Le thème de la liberté d’expression domine les esprits en ce moment pour des raisons évidentes. Mais il ne constitue nullement une nouveauté. Je garde le souvenir d’épisodes plus anciens qui donnèrent lieu à des oppositions frontales. Ainsi en 1988, Martin Scorsese blesse gravement la sensibilité chrétienne avec son film intitulé La dernière tentation du Christ. Les protestations émanent alors des rangs catholiques, avec notamment l’intervention des cardinaux Lustiger et Decourtray qui donne lieu elle-même à des répliques. Pour certains, l’intrusion de l’autorité religieuse dans le domaine de l’art est insupportable. Scorsese trouve d’ailleurs des défenseurs même dans la personne d’un évêque catholique, avec des arguments qui frisent souvent le sophisme. Le cardinal Lustiger explique que Jésus n’est pas une figure de la mythologie, qu’il s’agit d’un personnage historique, qui a droit au respect de son intégrité morale et de la véracité de son existence.

C’est une question sérieuse.

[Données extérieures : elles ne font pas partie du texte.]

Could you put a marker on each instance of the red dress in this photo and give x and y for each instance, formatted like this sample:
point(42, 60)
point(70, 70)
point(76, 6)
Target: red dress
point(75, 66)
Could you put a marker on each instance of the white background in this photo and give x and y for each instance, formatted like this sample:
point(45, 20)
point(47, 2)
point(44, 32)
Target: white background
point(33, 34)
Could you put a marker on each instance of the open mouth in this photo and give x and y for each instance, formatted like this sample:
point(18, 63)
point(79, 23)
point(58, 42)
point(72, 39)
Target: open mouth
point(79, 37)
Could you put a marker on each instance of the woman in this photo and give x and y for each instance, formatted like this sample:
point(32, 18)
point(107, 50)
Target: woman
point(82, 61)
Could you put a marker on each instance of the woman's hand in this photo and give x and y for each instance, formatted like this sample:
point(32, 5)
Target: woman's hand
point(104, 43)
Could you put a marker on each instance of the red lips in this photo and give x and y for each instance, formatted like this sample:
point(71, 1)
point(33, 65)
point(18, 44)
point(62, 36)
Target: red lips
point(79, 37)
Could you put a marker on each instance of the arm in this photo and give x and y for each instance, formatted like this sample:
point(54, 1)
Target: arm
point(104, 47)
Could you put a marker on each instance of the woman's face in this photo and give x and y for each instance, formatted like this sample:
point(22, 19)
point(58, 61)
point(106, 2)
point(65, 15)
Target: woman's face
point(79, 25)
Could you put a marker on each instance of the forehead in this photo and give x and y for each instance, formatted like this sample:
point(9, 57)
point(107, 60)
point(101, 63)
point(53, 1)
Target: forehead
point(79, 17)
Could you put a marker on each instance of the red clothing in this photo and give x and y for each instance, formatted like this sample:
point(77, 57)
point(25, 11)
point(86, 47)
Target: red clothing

Dans une société si prompte à défendre les droits des individus et dont la justice est appelée sans cesse à arbitrer sur des atteintes à la dignité personnelle, on devrait quand même être sensible à cette dimension. A-t-on le droit de trafiquer, au nom de l’imaginaire, sur une personnalité historique, au surplus vénérée par toute une population ? Au nom de la création artistique, tout est-il permis, y compris les plus absurdes travestissements de la réalité ? Il semble que quelques-uns s’attribuent tout privilège dans ce domaine, même la protestation est interdite. Celle de l’archevêque de Paris de l’époque est associée, malhonnêtement, à l’acte criminel d’un petit groupe qui a incendié un cinéma du boulevard Saint-Michel.

Je sais bien qu’il est difficile de trouver un juste équilibre. Je suis moi-même opposé à l’idée d’un État répressif et d’une justice vindicative. Mais ce n’est pas une raison pour légitimer une sorte de pouvoir absolu qui serait conféré à quelques-uns pour dominer l’espace public et interdire la légitime indignation des offensés et des humiliés, piétinés par les sarcasmes de ceux que Philippe Muray appelait parfois « les matons de Panurge ».

Chronique diffusée sur Radio Notre-Dame le 24 février 2015.